Among the examples of true Bush tautologies cited by Geoff is:
If affirmative action means what I just described, what I'm for, then I'm for it." George W. Bush, during the third presidential debate, St. Louis, Mo., October 18, 2000This is is actually an informative statement and doesn't deserve to be derided as a tautology. The reason that tautologies are derided is because they typically convey no information. Sometimes, however, they do convey information. In this case, what Bush is saying is that "affirmative action" means different things to different people and that he is in favor of some of them, and, implicitly, opposed to others. He's not alone in this. There are, for example, lots of people who favor such activities as recruiting of under-represented groups but oppose quotas.
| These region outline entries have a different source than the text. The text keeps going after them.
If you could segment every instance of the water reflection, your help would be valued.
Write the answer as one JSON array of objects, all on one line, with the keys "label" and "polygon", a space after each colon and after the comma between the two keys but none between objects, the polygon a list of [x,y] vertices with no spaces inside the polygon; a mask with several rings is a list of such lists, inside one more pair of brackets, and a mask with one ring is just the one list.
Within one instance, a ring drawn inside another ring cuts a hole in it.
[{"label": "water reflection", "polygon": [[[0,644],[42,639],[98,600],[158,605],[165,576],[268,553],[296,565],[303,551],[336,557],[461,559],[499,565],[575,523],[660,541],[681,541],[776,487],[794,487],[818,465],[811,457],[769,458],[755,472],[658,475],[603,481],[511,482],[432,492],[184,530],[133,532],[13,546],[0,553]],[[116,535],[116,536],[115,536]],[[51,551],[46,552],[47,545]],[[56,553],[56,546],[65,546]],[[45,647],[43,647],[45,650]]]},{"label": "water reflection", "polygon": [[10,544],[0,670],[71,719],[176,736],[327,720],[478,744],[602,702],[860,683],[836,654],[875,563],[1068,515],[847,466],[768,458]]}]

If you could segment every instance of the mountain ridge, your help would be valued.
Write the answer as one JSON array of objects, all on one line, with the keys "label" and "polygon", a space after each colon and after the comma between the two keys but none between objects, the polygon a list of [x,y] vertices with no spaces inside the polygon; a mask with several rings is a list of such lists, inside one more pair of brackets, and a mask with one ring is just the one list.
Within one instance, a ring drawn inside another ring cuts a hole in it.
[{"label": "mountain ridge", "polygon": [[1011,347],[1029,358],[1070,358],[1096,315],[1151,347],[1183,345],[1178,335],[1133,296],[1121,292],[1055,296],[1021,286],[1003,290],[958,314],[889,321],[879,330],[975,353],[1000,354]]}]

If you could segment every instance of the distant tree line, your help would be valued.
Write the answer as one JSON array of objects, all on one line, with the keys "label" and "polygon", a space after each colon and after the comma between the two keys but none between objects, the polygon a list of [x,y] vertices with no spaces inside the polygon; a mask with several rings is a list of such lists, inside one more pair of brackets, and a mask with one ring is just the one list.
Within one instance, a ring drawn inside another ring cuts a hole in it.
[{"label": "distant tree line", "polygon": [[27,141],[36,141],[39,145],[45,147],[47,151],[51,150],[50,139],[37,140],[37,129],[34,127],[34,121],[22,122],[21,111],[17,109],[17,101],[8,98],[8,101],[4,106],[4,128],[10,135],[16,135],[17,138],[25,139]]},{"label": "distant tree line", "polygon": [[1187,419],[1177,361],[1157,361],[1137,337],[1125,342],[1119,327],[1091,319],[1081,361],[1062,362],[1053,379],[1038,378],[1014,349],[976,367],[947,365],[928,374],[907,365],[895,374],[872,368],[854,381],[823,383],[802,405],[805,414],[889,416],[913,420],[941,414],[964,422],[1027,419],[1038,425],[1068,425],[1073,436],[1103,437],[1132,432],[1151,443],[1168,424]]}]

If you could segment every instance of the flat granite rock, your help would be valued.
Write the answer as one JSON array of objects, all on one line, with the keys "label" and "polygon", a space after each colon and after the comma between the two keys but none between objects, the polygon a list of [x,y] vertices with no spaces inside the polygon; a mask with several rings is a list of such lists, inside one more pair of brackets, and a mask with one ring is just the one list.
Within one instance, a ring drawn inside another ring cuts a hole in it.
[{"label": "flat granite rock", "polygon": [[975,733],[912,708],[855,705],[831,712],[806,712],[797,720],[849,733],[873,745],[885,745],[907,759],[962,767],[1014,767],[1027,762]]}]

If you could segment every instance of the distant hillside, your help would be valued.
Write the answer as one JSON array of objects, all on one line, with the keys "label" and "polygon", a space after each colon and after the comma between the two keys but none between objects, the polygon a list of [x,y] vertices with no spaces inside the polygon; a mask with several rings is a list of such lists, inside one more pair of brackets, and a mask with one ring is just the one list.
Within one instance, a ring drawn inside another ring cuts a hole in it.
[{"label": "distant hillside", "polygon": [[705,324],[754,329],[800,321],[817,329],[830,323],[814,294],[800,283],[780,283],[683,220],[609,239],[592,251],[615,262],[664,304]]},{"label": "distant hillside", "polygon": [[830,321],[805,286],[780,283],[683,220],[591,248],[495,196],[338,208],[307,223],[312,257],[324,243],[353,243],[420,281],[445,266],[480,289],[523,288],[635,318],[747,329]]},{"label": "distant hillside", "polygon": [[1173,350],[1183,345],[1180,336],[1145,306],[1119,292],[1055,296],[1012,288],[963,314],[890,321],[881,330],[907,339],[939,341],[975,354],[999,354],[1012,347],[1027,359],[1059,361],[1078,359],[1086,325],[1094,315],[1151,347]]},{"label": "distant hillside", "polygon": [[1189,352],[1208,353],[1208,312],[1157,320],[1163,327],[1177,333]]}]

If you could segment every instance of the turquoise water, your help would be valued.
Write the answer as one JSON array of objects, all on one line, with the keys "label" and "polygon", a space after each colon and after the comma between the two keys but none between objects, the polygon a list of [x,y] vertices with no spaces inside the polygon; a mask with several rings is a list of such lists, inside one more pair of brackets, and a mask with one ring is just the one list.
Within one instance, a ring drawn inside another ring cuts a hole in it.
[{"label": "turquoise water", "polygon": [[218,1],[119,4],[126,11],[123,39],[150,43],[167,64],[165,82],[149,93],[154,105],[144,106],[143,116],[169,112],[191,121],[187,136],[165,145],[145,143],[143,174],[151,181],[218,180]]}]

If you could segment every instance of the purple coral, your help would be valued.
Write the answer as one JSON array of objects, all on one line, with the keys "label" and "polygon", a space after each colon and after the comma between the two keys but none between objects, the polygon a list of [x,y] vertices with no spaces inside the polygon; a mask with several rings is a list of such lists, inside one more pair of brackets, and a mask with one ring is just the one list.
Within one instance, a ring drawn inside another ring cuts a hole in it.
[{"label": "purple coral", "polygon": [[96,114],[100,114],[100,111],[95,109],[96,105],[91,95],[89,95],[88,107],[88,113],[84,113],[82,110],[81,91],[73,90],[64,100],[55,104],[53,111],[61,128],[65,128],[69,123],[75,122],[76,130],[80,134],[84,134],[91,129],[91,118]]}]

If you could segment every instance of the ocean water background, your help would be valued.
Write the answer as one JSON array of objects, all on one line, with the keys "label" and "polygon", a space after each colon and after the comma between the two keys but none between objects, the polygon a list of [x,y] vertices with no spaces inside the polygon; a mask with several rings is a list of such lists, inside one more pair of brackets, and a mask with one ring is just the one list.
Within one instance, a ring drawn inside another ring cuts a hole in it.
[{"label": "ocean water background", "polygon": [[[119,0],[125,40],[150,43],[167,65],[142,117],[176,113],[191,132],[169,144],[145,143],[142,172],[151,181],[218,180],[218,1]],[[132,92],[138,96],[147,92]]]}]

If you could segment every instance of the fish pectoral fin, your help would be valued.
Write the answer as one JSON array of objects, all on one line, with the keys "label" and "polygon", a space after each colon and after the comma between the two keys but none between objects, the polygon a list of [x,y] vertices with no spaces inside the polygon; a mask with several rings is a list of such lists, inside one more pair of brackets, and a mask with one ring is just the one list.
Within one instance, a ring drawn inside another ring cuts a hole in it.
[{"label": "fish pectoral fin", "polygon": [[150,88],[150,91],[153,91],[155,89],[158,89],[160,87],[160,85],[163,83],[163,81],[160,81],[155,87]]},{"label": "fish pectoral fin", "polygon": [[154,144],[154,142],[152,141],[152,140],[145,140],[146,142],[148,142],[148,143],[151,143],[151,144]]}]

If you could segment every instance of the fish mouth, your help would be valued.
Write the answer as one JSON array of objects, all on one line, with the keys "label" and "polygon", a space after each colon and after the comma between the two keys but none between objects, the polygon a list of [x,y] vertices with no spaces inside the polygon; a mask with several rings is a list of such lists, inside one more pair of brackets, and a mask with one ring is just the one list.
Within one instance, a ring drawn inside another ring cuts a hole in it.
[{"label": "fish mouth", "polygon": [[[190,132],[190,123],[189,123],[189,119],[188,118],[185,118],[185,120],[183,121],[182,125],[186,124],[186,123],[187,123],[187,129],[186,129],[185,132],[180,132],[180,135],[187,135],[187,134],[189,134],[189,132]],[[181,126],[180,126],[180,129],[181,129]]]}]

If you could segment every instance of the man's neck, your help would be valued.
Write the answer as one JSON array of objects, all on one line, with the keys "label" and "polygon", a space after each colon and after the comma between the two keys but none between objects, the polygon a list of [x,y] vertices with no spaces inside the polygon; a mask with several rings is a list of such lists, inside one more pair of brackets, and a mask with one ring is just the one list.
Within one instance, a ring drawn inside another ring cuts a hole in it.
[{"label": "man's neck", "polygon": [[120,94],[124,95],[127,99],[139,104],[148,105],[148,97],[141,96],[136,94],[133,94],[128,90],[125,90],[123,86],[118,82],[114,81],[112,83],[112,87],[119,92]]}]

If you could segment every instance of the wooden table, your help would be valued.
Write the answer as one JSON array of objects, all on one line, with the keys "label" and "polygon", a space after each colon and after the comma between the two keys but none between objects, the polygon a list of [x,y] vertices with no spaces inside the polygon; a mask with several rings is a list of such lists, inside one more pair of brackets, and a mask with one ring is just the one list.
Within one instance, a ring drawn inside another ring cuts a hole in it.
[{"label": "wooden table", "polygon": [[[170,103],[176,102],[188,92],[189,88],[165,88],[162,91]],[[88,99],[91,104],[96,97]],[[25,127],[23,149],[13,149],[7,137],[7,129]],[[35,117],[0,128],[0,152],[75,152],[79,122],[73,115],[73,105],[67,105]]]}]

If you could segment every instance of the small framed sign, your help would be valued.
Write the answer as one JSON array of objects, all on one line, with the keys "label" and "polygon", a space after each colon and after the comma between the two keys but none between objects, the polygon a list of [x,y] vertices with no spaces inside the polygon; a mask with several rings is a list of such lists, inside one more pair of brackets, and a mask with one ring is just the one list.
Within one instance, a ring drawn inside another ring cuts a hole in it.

In fact, there is a large class of statements that are technically tautologies but are nonetheless informative. These are statements that equate terms whose intensions are distinct but in fact have the same extension. Crudely put (since the details are the subject of on-going debate among semanticists and philosophers), the extension of an expression is the set of things of which it is true. The intension of an expression is the set of properties taken to be characteristic of it. The classic example of an informative tautology is "Hesperus (the evening star) is Phosphorus (the morning star)." This is a tautology since Hesperus and Phosphorus are both the planet Venus - the two expressions thus have the same extension. It is, nonetheless, informative, because the intensions of the morning star and the evening star are different and we learn something when we are informed that they are actually the same heavenly body.